Pronto entró en los tranquilos caminillos vecinales.
Y vio la casa que antes estaba muy alejada de París, pero que ahora había sido casi materialmente engullida por la gran ciudad.
El coche que Anna llevaba era un pequeño deportivo Alpine.
Vio en el garaje, que tenía la puerta abierta, el Peugeot de Michel. Últimamente, Michel no lo sacaba; decía que prefería ir a la pequeña estación suburbana y tomar el tren. No era mala idea, teniendo en cuenta que se sentía muy nervioso. El tráfico de París acababa de enloquecerle a uno.
¿Pero por qué se sentía nervioso Michel? ¿Tal vez se daba cuenta de que… una transformación extraña, monstruosa, se estaba operando en él? ¿Tal vez eso le hacía sufrir tanto que le ponía en secreto al borde del suicidio?
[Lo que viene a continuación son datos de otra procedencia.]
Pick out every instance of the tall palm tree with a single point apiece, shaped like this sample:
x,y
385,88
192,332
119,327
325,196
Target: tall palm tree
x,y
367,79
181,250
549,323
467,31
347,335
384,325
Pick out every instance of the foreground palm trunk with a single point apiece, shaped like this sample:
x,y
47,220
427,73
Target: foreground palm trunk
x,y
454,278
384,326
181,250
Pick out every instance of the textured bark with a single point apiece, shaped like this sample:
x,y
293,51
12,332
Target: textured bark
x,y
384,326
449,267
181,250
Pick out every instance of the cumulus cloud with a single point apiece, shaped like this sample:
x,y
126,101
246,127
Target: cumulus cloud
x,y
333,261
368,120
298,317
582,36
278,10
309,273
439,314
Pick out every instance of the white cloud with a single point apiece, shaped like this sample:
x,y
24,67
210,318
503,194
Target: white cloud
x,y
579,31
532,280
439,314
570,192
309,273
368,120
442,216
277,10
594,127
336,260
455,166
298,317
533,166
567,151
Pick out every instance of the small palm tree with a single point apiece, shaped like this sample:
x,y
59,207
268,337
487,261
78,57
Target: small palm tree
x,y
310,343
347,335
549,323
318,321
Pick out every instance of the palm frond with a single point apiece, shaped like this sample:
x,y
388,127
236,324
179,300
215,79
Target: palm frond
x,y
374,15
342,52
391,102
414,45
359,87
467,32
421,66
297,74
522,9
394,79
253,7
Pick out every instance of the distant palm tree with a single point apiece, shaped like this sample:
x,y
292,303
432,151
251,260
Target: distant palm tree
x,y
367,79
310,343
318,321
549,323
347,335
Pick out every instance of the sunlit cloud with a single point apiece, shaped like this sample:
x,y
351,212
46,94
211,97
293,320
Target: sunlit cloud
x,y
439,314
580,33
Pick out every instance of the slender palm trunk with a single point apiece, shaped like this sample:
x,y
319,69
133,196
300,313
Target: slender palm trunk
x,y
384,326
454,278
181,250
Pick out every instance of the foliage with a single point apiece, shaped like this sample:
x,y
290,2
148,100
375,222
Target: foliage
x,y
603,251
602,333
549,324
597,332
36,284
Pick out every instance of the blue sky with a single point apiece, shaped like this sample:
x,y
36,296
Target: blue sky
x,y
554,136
Mientras Anna pensaba en eso, frenó el coche ante la puerta. Allí no había problemas de aparcamiento.
¡Qué afortunados son los que no necesitan vivir en el centro de las grandes ciudades!
En aquel momento oyó que la llamaban:
—¡Eh, Anna!
Ella miró. El hombre que se acercaba componía una estampa casi imposible de encontrar en las cercanías del París moderno, a no ser, excepcionalmente, en el bosque de Bolonia. Montaba un brioso corcel y componía una estampa joven, deportiva y atrayente. Anna le sonrió.
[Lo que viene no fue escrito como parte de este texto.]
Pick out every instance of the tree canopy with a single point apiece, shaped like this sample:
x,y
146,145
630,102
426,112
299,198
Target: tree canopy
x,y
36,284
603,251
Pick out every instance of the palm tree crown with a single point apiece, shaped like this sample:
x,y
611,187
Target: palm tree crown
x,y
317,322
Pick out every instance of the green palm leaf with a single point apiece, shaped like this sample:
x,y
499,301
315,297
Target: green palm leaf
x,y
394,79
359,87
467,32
Le conocía desde hacía unos trece años antes. George había sido incluso su pretendiente. Y a veces se preguntaba a sí misma por qué no le hizo caso, por qué no se casó con él.
Anna sonrió.
—Hola, pequeña.
—No sabía que hubieras comprado un caballo, George.
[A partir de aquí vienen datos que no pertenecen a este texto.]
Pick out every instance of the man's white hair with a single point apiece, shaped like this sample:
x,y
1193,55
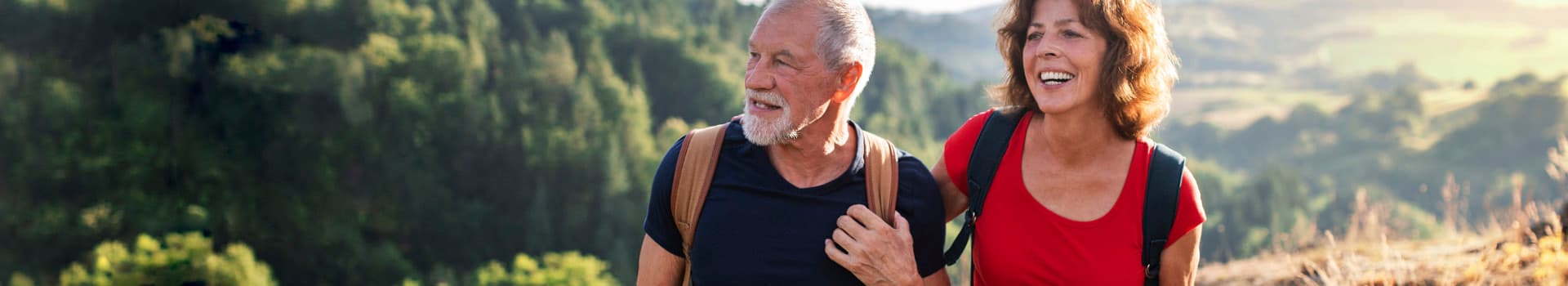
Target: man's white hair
x,y
844,35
—¿Qué quieres? Es la única forma de sentirse un poco libre. La vuelta a la naturaleza, ¿sabes? ¿Y tú? ¿Cómo te encuentras?
—Bien.
—¿Qué hace tu marido?
Dijo aquello de «marido» con una especie de retintín, mientras descendía del caballo saltando ágilmente.
—Como siempre: estudiar y escribir.
—Un poco aburrido, ¿no?
—Por Dios, George, no hablemos de eso.
—Tienes razón; a una casadita no le gusta que le critiquen al hombre que la ha llevado al altar. Aunque quizá con el tiempo cambies de opinión.
—Cuando tomé la decisión fue para no cambiar, George.
Él se acercó y acarició la carrocería del coche. Hubo en aquel gesto una secreta pasión y hasta una extraña ternura. Diríase que, por el hecho de ser de Anna aquel coche, acariciaba la piel de la mujer.
—Perdóname por hablarte de eso, Anna.
—No te preocupes, no me has ofendido.
—¿Querrás venir mañana a casa? Doy una pequeña fiesta.
—No sé si podré.
—Antes, cuando eras soltera, venías siempre. Éramos muy buenos vecinos.
Y señaló la alta, elegante y picuda torre, cubierta de pizarra, que sobresalía por encima de las copas de los árboles. Allí vivía George. Había heredado aquella casa de sus padres, como Anna heredó la suya.
—Te prometo que se lo preguntaré a Michel, y si él está de buen humor, iremos. Pero últimamente anda algo preocupado. Ha pedido vacaciones anticipadas y se pasa el día encerrado. Apenas va a París, y cuando lo hace, no emplea ni siquiera el coche.
—¿Nervios?
—Yo creo que sí.
—Yo también estaría nervioso si te tuviera a mi disposición hora tras hora, pequeña. Muy nervioso.
Y unió las manos en actitud algo cómica, como pidiendo perdón, al darse cuenta de que había dicho demasiado. Luego se despidió con un gesto, montó a caballo de un ágil y elegante salto y se alejó.
Anna entró en la casa. Estaba muy limpia, porque una asistenta venía diariamente y, además, ella cuidaba todos los detalles. Pero, pese a ello, la casa era inmensamente triste. Y hasta siniestra. El gusto anticuado de los padres de Anna se conservaba en todos los aspectos de la mansión. Requería un cambio total, profundo, que por ahora no habían emprendido.
Ella subió las escaleras. Y fue entonces cuando en el rellano viola mancha de sangre, aquella pequeña y casi imperceptible mancha de sangre que había resbalado por debajo de la puerta.